Western blotting analysis
RIPA with phosphatase inhibitor and protease inhibitor was used to lyse mice brains or HT22 cells. The following primary antibodies were used: Metallothionein 1A (MT1A), Metallothionein 1B (MT1B), AChE, ChAT, brain-derived neurotrophic factor (BDNF), postsynaptic density protein-95 (PSD95), SIRT1, Bip, protein disulfide isomerase (PDI), PERK, phosphorylate PERK (p-PERK), IRE1α, phosphorylate IRE1α (p-IRE1α), activating transcription factor 6 (ATF6), X-box binding protein 1 (XBP1).
Immunofluorescence
The tissue sections or cell slides were fixed with 4 % paraformaldehyde for 30 min, permeabilized with 0.5 % TritonX-100 for 15 min, washed with PBS for 3 × 3 min. Then they were blocked with 10 % bovine serum albumin (BSA), dropped the primary antibodies (SIRT1 1:400, p-IRE1α 1:400, XBP1 1:400) at 4 ℃ overnight. The Alexa Fluor® 488 Conjugated-anti-rabbit (1:1000) was used as secondary antibody and sealed with DAPI. The samples were photographed by fluorescence microscope (Leica Microsystems, Wetzlar, Germany).

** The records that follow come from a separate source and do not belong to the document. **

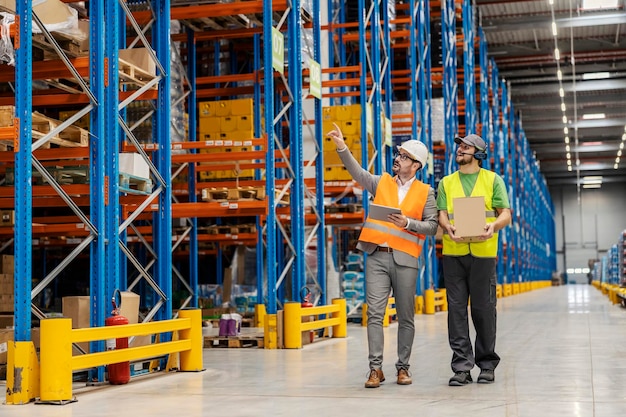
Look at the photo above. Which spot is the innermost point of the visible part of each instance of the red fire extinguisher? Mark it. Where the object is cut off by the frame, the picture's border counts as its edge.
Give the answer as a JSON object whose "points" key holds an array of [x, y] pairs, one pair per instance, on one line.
{"points": [[119, 373], [305, 302], [305, 297]]}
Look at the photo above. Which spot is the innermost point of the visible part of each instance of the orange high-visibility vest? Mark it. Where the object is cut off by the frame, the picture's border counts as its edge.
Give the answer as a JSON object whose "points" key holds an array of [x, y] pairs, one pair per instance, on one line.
{"points": [[379, 232]]}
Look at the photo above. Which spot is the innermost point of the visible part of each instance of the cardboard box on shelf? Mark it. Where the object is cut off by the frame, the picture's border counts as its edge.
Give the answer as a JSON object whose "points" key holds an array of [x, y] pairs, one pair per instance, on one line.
{"points": [[132, 163], [140, 58], [129, 306], [49, 11], [469, 218], [77, 309]]}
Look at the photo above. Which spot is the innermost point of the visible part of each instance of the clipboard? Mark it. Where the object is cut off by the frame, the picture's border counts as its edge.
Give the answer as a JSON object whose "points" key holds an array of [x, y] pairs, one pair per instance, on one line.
{"points": [[378, 212]]}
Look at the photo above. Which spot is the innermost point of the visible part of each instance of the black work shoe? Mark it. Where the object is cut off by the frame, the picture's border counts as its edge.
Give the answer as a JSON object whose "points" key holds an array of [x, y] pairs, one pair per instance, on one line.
{"points": [[486, 376], [460, 378]]}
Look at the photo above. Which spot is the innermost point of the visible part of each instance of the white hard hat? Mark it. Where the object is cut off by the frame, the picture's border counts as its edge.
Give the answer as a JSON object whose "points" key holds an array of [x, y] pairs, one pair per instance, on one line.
{"points": [[416, 150]]}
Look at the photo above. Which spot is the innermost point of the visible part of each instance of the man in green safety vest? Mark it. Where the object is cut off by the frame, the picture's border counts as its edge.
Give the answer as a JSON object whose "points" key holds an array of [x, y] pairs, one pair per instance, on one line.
{"points": [[469, 268]]}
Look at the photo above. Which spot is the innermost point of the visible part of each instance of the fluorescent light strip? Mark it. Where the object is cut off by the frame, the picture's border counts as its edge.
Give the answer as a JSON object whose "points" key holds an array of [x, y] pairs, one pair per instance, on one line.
{"points": [[594, 116], [596, 75]]}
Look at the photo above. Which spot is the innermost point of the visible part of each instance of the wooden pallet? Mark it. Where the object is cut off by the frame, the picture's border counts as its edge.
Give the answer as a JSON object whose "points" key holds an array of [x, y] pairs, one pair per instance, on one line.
{"points": [[70, 137], [43, 49], [233, 194], [230, 229], [242, 341], [133, 75]]}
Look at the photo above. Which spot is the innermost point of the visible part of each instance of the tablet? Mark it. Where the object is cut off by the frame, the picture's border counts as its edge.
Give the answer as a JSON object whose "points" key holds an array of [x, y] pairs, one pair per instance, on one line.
{"points": [[379, 212]]}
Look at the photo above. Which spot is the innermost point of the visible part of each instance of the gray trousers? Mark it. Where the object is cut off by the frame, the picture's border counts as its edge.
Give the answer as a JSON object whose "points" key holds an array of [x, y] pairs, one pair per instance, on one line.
{"points": [[383, 275], [469, 277]]}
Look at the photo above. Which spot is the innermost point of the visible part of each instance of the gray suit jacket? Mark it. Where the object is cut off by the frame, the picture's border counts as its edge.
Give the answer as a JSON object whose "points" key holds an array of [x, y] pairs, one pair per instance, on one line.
{"points": [[427, 225]]}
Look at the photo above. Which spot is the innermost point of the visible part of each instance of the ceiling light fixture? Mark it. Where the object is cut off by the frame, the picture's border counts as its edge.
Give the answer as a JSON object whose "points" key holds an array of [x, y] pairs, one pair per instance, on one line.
{"points": [[594, 116], [596, 76], [599, 4], [592, 179]]}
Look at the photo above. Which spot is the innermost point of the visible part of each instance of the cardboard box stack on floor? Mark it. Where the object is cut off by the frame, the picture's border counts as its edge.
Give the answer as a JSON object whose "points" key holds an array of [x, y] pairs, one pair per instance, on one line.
{"points": [[78, 309]]}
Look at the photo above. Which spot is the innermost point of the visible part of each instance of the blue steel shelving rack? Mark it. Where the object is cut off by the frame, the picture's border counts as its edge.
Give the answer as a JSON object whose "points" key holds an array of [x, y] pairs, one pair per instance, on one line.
{"points": [[106, 234]]}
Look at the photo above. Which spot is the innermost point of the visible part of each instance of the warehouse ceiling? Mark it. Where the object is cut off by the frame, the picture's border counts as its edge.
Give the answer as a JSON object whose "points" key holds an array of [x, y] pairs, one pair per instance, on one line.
{"points": [[591, 43]]}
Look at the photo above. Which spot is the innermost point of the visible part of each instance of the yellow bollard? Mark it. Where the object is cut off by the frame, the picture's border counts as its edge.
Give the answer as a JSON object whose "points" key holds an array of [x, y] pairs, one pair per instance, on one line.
{"points": [[259, 315], [191, 360], [444, 299], [419, 304], [387, 316], [429, 301], [22, 373], [55, 384], [293, 322], [270, 332], [340, 330], [364, 315]]}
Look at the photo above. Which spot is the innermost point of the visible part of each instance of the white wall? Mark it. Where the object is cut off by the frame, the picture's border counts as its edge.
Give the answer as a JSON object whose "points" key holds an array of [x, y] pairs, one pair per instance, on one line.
{"points": [[587, 228]]}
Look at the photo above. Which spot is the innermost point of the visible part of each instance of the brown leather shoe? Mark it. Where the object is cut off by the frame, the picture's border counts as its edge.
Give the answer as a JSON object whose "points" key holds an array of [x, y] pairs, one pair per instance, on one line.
{"points": [[404, 378], [375, 378]]}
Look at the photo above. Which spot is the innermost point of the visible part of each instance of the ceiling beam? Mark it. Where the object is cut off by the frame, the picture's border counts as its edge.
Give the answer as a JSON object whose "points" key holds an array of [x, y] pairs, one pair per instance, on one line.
{"points": [[512, 23]]}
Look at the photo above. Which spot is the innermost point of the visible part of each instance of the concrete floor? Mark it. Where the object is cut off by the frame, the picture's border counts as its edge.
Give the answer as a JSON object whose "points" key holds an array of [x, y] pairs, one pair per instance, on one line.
{"points": [[563, 353]]}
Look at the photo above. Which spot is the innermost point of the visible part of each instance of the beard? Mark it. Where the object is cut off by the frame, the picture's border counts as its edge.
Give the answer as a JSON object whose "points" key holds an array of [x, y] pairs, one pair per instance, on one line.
{"points": [[462, 161]]}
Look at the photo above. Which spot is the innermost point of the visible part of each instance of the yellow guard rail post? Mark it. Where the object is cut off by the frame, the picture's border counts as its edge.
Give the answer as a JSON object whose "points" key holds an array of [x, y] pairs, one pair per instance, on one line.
{"points": [[57, 362], [294, 326], [433, 299]]}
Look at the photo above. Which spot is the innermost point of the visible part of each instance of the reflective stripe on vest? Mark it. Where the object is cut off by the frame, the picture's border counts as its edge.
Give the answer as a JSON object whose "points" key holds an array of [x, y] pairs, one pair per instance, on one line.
{"points": [[379, 232], [483, 187]]}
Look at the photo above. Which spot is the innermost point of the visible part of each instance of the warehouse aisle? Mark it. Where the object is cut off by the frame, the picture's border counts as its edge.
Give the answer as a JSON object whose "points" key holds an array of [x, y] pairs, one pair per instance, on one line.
{"points": [[562, 352]]}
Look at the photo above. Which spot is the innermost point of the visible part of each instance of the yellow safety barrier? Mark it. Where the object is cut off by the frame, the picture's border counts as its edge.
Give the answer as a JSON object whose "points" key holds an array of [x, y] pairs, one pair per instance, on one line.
{"points": [[434, 299], [389, 311], [419, 304], [57, 362], [294, 325], [270, 331], [507, 290]]}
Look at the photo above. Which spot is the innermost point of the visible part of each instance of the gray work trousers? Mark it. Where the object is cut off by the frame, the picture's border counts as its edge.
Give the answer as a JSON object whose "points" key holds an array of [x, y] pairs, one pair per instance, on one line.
{"points": [[383, 275], [474, 278]]}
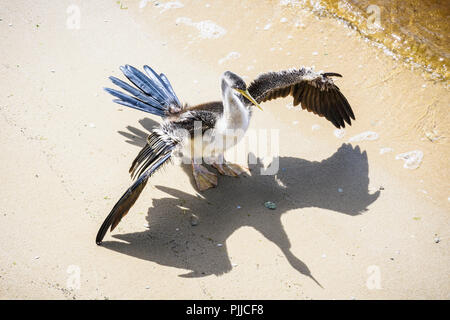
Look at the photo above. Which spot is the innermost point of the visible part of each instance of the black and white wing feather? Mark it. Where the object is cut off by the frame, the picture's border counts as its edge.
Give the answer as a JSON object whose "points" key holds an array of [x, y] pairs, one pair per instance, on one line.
{"points": [[159, 148], [315, 91]]}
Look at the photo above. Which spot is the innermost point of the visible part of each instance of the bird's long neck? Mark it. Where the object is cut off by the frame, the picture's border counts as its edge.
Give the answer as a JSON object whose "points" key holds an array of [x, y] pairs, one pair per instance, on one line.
{"points": [[235, 113]]}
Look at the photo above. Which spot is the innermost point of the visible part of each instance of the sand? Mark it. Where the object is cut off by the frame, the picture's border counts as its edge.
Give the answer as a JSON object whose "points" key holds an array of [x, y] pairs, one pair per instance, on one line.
{"points": [[349, 215]]}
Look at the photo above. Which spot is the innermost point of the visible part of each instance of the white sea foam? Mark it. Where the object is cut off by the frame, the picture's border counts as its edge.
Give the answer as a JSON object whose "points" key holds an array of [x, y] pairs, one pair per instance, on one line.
{"points": [[230, 56], [385, 150], [208, 29], [368, 135], [170, 5], [412, 159]]}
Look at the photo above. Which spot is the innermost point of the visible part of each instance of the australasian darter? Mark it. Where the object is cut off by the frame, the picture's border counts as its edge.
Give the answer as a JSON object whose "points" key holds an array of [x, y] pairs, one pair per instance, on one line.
{"points": [[154, 94]]}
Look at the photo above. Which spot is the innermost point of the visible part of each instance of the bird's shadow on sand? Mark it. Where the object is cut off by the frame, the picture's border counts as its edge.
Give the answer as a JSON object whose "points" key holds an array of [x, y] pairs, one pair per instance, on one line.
{"points": [[339, 183]]}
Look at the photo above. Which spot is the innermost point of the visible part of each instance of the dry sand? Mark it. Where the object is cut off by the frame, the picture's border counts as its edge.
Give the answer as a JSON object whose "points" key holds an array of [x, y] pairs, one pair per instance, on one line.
{"points": [[65, 160]]}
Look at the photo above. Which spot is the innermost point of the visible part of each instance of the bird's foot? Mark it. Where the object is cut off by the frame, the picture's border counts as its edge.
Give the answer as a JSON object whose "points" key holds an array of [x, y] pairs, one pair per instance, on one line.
{"points": [[204, 178], [230, 169]]}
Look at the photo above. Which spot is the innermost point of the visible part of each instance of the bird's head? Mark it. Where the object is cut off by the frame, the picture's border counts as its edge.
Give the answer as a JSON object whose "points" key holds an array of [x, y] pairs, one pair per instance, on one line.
{"points": [[237, 84]]}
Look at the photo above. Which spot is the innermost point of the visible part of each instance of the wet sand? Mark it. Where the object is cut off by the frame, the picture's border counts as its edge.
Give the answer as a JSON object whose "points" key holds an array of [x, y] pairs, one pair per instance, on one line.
{"points": [[355, 220]]}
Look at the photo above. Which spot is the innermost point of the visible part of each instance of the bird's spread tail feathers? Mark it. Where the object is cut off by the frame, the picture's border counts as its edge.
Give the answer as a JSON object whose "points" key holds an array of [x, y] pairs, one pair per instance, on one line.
{"points": [[158, 151], [151, 93]]}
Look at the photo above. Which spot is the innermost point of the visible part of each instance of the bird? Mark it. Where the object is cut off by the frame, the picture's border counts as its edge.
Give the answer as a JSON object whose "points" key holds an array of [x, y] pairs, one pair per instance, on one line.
{"points": [[217, 120]]}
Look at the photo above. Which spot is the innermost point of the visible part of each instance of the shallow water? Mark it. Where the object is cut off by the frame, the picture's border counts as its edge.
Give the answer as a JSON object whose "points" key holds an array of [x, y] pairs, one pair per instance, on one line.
{"points": [[414, 31]]}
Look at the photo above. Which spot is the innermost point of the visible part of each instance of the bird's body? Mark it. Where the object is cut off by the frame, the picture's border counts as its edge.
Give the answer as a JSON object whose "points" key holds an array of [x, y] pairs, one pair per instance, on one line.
{"points": [[205, 131]]}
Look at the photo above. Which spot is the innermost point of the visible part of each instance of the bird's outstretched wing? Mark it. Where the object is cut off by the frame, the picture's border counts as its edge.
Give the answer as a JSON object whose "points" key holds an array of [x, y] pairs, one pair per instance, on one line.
{"points": [[157, 152], [315, 91], [151, 93]]}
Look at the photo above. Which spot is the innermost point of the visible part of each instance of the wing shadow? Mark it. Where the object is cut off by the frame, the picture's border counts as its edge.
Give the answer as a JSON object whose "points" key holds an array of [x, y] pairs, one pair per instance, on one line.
{"points": [[299, 184]]}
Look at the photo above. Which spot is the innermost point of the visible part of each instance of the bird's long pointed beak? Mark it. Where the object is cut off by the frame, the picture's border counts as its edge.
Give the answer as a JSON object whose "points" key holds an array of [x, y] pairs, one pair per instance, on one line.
{"points": [[249, 97]]}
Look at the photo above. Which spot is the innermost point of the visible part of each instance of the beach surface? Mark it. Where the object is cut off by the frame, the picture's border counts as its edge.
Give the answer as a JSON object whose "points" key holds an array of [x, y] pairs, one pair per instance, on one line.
{"points": [[353, 219]]}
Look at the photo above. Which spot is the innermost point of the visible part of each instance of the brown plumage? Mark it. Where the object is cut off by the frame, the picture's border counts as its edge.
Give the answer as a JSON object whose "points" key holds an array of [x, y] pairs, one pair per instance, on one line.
{"points": [[315, 91], [154, 94]]}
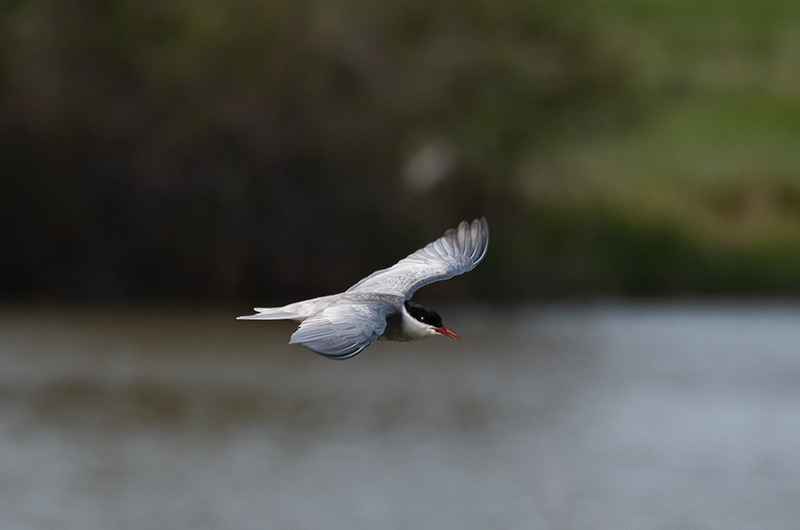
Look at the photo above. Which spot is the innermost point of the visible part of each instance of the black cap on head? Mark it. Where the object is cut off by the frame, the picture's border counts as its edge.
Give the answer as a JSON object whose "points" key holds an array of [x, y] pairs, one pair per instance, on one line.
{"points": [[423, 314]]}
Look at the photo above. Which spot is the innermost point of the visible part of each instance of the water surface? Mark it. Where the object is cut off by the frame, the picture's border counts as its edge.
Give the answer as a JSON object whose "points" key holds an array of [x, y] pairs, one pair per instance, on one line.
{"points": [[603, 417]]}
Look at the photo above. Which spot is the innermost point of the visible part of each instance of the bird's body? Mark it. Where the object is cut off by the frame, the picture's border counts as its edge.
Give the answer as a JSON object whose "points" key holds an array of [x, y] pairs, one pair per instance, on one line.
{"points": [[341, 325]]}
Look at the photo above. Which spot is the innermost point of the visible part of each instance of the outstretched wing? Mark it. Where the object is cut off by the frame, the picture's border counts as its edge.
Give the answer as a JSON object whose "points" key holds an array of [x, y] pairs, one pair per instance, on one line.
{"points": [[459, 250], [342, 330]]}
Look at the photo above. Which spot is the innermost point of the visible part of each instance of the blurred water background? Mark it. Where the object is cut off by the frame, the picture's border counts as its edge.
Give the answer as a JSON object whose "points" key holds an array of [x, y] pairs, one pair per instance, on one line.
{"points": [[629, 355]]}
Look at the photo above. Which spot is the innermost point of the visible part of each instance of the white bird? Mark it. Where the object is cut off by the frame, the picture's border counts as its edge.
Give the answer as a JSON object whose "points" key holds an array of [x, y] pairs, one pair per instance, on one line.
{"points": [[341, 325]]}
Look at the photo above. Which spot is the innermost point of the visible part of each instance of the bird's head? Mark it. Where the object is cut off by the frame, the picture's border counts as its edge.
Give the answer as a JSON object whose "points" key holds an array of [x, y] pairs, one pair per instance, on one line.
{"points": [[429, 318]]}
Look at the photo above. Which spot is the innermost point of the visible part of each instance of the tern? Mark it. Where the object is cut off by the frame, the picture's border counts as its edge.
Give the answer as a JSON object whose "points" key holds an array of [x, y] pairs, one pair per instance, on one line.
{"points": [[379, 306]]}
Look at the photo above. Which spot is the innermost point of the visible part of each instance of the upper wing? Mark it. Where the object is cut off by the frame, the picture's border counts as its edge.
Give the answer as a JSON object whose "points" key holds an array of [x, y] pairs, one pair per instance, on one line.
{"points": [[342, 330], [459, 250]]}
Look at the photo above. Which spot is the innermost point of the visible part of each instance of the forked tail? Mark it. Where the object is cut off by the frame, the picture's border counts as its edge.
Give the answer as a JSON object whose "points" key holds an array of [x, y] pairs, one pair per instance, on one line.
{"points": [[298, 311]]}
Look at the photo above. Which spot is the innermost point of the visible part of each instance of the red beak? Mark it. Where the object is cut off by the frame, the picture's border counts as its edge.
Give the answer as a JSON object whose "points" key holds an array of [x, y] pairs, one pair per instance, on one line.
{"points": [[447, 332]]}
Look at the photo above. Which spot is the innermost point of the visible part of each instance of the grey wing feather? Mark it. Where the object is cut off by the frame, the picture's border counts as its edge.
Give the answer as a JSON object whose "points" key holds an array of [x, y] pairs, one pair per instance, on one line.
{"points": [[458, 251], [343, 330]]}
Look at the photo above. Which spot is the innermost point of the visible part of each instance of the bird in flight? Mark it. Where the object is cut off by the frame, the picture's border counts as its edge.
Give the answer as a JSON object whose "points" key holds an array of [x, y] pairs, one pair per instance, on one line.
{"points": [[379, 306]]}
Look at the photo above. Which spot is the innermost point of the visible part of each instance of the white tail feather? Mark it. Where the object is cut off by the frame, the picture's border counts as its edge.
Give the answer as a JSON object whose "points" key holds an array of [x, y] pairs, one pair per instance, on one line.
{"points": [[297, 311]]}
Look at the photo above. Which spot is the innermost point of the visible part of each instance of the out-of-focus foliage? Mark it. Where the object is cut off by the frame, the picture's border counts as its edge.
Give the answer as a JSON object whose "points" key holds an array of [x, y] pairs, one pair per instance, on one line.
{"points": [[277, 149]]}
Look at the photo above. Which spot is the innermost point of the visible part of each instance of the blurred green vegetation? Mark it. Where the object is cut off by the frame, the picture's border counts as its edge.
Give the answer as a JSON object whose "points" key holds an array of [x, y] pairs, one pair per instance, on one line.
{"points": [[267, 150]]}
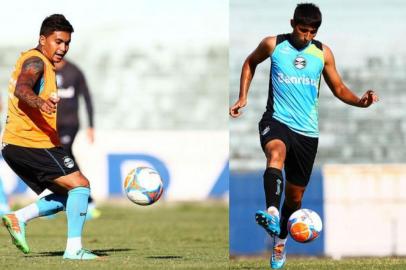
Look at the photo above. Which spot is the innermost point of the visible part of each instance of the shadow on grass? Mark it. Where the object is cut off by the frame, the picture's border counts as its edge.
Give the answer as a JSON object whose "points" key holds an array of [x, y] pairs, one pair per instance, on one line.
{"points": [[169, 257], [99, 252]]}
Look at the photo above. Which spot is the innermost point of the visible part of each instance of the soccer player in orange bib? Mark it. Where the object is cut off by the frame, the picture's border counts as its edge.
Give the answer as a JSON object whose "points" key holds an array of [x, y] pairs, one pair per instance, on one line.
{"points": [[31, 144]]}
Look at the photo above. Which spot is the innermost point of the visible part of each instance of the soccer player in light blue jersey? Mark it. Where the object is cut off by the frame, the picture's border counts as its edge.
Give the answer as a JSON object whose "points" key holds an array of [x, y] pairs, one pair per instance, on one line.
{"points": [[289, 127]]}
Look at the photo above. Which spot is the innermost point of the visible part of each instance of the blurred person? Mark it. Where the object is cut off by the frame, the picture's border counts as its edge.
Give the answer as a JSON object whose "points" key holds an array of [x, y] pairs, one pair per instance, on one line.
{"points": [[71, 84], [31, 144], [289, 127]]}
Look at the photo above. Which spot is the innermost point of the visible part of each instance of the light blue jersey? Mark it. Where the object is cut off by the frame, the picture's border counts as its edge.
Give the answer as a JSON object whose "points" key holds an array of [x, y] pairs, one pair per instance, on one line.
{"points": [[294, 85]]}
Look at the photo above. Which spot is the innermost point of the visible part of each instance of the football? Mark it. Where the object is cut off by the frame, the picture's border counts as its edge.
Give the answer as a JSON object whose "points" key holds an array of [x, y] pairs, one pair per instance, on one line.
{"points": [[304, 225], [143, 186]]}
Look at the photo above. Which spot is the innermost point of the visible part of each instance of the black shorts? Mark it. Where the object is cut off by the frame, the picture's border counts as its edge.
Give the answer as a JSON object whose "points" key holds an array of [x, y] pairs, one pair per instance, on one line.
{"points": [[38, 167], [300, 150]]}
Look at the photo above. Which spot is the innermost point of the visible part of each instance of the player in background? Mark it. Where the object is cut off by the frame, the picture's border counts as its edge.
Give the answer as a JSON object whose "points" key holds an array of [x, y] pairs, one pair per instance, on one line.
{"points": [[31, 144], [4, 205], [72, 84], [289, 127]]}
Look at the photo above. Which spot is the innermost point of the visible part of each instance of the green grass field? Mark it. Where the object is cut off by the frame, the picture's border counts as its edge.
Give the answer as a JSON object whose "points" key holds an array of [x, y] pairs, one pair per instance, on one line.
{"points": [[162, 236], [323, 263]]}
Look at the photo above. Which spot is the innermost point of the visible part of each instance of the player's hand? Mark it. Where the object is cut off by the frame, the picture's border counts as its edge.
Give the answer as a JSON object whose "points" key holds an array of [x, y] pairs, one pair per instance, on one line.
{"points": [[235, 109], [368, 98]]}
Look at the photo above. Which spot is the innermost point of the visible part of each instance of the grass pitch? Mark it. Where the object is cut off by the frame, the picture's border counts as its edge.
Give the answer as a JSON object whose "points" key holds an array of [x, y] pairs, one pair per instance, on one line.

Cell culture and treatment
HT22 cells were incubated in the dulbecco's modified eagle medium (DMEM) with 10 % fetal bovine serum (FBS) and 1 % Penicillin-Streptomycin (P/S) at 37 °C in air containing 5 % CO2. The media was changed every day, and the cells were successively used when they reached 80 % fusion. The cells were incubated in serum-free medium with melatonin for 24 h in 96-well plate, then treated SCOP (Muhammad et al., 2019) or TM (H. Kim, Baek, Chang, Yang, & Lee, 2020) for another 24 h.
RNAi transfection
HT22 cells were transfected with Sirt1 RNAi (50 nM) or control RNAi (50 nM) by using Lipofectamine 3000 transfection reagent. Transfection occurred 24 h before the addition of other treatments.
Statistical analysis
The escape latency data were analyzed by using multi-factor analysis of variance of SPSS 16.0. The other data were subjected to One-way ANOVA with Bonferroni test by using GraphPad Prism 5.0. All data were presented as the mean ± SEM and P < 0.05 was regarded as statistically significance.